What would I do if I could?
- sit on a porch and listen to the rain fall
- walk up and down the pathway in our backyard along the carport and admire the wisteria blooming
- cloud staring (I wouldn’t even look for shapes, just stare.)
- put on nail polish and take my sweet perfectionist time at it
- learn how to whistle
- learn how to play my ocarina
- learn how to tie all sorts of knots
- make that t-shirt quilt (my husband then would stop asking what I’m planning for that stack of clothes building up in our daughter’s abandoned bedroom.)
- sand my face with my micro-abrasion tool
- dust the entire house
- try different eye makeup styles (there are tenth graders whose eye-shadow looks ten times better than mine. I’ve been asked if I even wear makeup.)
- read all the writing-related books I have
- read more fiction
- complain (I don’t even have time to complain. Big moment here. I think I just complained. I need more practice. I’m not sure that’s an actual valid complaint.)
- vacuum the entire house, even the walls and ceiling. (You know when you have a baby, and someone gives you the plaque that says its okay not to clean the dishes, dust, fold clothes, etc., because you have a baby. Authors just plug writing into the baby slot — have a book to write.)
Back to inspiration.
I’m big on questioning. Whatever the “mindless” activity I’m involved in, questioning has always been my go-to “slide into what to write next” approach. I just keep asking questions until the character or narrator or my “planning” brain starts answering.

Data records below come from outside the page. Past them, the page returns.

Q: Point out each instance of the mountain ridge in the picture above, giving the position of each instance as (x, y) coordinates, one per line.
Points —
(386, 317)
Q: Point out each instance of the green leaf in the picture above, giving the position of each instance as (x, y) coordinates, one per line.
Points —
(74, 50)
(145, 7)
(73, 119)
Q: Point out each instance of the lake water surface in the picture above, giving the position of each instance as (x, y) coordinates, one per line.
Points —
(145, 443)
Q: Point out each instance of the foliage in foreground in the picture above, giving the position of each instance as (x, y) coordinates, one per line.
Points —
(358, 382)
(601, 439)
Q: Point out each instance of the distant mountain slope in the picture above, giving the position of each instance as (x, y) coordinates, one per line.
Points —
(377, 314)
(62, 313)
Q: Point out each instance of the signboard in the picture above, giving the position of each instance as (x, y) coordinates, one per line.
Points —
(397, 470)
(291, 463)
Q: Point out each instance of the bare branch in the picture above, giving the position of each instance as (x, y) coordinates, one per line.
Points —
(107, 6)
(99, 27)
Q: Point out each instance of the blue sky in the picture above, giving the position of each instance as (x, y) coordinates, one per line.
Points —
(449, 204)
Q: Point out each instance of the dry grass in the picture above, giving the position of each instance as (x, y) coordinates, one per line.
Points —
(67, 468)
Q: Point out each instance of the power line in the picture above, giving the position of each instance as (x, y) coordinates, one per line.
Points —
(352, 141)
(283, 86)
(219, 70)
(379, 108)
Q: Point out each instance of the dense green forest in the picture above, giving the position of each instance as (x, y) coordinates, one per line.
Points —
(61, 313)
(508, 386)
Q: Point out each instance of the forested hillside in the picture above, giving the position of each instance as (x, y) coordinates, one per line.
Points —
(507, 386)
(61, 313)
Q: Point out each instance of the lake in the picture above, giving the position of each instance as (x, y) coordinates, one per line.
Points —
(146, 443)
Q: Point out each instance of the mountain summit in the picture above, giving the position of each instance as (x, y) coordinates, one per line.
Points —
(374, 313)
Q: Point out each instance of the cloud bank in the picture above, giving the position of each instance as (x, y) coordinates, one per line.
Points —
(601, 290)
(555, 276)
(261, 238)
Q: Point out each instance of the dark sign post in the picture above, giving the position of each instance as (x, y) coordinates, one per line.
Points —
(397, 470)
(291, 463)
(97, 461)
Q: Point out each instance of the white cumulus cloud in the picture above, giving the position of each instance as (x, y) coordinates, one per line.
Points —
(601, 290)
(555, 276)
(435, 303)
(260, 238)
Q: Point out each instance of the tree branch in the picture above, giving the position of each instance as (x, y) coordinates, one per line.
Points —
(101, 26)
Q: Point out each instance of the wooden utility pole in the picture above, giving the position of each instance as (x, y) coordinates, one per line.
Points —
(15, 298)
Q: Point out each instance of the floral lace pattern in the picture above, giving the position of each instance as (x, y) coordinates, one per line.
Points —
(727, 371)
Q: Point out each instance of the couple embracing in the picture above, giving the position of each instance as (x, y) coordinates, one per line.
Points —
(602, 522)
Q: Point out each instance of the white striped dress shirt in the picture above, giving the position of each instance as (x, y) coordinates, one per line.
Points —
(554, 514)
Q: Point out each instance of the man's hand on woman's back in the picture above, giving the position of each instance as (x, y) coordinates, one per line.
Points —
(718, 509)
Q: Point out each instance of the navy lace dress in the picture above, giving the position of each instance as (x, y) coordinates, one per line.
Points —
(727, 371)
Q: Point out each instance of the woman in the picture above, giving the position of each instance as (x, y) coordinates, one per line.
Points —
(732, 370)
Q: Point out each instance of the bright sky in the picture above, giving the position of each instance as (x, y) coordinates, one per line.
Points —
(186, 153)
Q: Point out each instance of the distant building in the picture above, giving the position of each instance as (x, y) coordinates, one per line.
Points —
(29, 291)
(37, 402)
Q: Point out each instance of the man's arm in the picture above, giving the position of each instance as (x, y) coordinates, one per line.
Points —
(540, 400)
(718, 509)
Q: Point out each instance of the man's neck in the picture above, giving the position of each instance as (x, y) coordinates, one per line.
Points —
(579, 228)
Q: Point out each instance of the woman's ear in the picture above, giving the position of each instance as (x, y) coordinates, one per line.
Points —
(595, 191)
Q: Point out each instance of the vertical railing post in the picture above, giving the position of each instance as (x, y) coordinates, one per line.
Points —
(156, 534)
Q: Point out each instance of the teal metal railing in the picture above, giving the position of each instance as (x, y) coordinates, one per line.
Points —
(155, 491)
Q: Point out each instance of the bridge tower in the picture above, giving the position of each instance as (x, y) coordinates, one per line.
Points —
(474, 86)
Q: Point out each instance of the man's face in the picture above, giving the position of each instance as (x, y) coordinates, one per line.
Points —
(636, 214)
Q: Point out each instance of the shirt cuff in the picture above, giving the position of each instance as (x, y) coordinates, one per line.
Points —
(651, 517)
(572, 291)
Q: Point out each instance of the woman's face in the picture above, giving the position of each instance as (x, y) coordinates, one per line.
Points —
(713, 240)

You’ve caught yourself doing it, I’m sure.
A question comes to mind because someone said something, others answered, and you didn’t get your chance. So you self-question. “When did you graduate high school? Have you ever broken a bone? Where did you meet your spouse/special someone? If you could be any age, what would it be?
And there you are telling your story even if nobody is listening. The only difference for me is I’m listening and at some point, I say, “Hold that thought,” and sit down at the computer and write.